The admiration in which I held my ex-wife

comes to mind. How

when the pipes leaked

she slid under the sink

wrench in hand, saving the day

while I just held her flashlight.

But this is about a woman

who moves the earth

with just her fingers

on the leash of a great yellow beast,

and though she’ll never know,

holds me in the palm of her hand.

 

Bill Wunder

Bill Wunder’s poems have twice been nominated for The Pushcart Prize, and in 2004 he was named Poet Laureate of Bucks County, Pennsylvania. His poems have been a finalist in The Robert Fraser Poetry Competition, The Mad Poet’s Society Competition twice, and The Allen Ginsberg Poetry Awards three times.

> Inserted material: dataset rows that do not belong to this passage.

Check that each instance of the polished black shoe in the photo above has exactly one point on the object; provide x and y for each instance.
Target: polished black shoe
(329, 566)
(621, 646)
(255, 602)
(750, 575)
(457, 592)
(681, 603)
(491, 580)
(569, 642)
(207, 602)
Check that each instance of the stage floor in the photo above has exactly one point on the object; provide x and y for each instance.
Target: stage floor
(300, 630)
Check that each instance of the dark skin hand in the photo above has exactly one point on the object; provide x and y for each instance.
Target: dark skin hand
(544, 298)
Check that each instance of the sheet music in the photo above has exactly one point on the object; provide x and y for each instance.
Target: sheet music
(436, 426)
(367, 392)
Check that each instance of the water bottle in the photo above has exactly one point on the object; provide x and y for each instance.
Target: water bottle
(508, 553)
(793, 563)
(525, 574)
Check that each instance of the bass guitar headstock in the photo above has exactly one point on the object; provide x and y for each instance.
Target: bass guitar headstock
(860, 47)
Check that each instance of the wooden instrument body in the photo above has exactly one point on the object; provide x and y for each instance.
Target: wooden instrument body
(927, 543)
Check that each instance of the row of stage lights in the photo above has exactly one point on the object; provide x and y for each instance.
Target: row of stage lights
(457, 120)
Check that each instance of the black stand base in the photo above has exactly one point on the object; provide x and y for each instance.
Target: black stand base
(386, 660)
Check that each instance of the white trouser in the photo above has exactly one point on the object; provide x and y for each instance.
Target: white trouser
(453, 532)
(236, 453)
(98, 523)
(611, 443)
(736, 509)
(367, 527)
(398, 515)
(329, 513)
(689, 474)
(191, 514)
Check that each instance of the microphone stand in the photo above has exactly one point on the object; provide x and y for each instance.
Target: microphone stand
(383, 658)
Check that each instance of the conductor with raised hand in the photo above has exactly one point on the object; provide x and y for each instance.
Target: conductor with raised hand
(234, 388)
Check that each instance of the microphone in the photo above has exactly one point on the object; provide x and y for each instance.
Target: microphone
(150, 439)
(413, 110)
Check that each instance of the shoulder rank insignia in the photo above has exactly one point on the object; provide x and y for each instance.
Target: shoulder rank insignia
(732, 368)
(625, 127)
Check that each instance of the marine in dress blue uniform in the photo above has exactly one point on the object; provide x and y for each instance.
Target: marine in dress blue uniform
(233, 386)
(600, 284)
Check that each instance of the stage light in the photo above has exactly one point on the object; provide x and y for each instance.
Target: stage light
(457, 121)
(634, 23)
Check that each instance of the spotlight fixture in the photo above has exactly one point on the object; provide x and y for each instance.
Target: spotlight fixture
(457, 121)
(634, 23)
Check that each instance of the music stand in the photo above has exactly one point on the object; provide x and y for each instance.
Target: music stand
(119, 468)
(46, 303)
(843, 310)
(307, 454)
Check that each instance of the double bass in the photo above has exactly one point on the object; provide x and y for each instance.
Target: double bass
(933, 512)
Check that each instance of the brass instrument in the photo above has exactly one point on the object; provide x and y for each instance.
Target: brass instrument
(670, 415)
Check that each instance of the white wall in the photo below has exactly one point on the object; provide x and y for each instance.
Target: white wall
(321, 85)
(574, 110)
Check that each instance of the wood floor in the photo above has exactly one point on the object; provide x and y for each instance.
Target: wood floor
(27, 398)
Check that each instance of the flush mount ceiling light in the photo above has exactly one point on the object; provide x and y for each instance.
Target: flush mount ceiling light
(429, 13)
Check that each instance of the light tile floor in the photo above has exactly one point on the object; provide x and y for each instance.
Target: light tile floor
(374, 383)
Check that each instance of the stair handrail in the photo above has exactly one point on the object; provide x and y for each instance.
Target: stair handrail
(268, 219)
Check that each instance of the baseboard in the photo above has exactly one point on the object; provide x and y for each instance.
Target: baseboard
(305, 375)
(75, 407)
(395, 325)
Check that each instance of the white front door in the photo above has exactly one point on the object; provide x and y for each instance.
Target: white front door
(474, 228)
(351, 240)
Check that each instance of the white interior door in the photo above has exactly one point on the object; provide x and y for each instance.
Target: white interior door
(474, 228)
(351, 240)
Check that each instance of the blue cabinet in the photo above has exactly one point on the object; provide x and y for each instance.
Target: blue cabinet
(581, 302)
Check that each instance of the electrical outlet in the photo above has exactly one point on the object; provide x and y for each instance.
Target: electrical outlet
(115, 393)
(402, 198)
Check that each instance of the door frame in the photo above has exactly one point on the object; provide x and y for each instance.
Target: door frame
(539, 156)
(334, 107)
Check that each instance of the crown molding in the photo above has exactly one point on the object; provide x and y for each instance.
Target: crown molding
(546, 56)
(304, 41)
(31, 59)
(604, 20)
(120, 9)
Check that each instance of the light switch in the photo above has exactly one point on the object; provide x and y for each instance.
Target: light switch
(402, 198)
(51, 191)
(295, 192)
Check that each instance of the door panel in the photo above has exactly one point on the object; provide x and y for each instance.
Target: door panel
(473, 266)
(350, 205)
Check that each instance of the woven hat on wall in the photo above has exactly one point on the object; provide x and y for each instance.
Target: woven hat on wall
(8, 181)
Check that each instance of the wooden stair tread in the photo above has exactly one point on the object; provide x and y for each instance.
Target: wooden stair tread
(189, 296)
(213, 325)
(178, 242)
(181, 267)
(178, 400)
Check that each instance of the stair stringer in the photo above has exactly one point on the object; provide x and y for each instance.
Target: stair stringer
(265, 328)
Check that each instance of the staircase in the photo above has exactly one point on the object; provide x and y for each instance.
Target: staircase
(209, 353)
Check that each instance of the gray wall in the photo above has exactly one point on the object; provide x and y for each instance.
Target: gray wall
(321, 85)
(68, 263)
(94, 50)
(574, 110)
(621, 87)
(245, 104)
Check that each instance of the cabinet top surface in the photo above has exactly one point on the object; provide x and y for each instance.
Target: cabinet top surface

He has previously been featured in Burningword Literary Journal and was included in Burningword Ninety-Nine, A Selected Anthology of Poetry 2001-2011.

Slow Koan

Most things are not the end

Of the world. You know this.

But on this day

You can’t hold the world’s atoms together

 

Not with the muscles of your mouth

Still making the shape

Of the last thing you said to him.

 

Not with blood under fingernails

From hanging too long

Like a gymnast spinning a slow koan

Against gravity.

 

The last person you loved

Was an avalanche, dear

To you once in a way

That flattened the landscape.

 

Where does love go after

You press it into the ground

With a face full of blood and

vomit in its hair?

 

It would not be the first thing

Ever to rise from the dead.

 

You’ve done it yourself more than once,

Taught yourself how to die and come back

Between eye-blinks

Without anyone knowing.

 

Jenny Williamson

 

Jenny’s work has been featured in 24Mag, Wild River Review, Poetic Voices, and in Philadelphia’s Writing Aloud series. Jenny also received recognition from the Academy of American Poets and NPR’s Young Poets Series.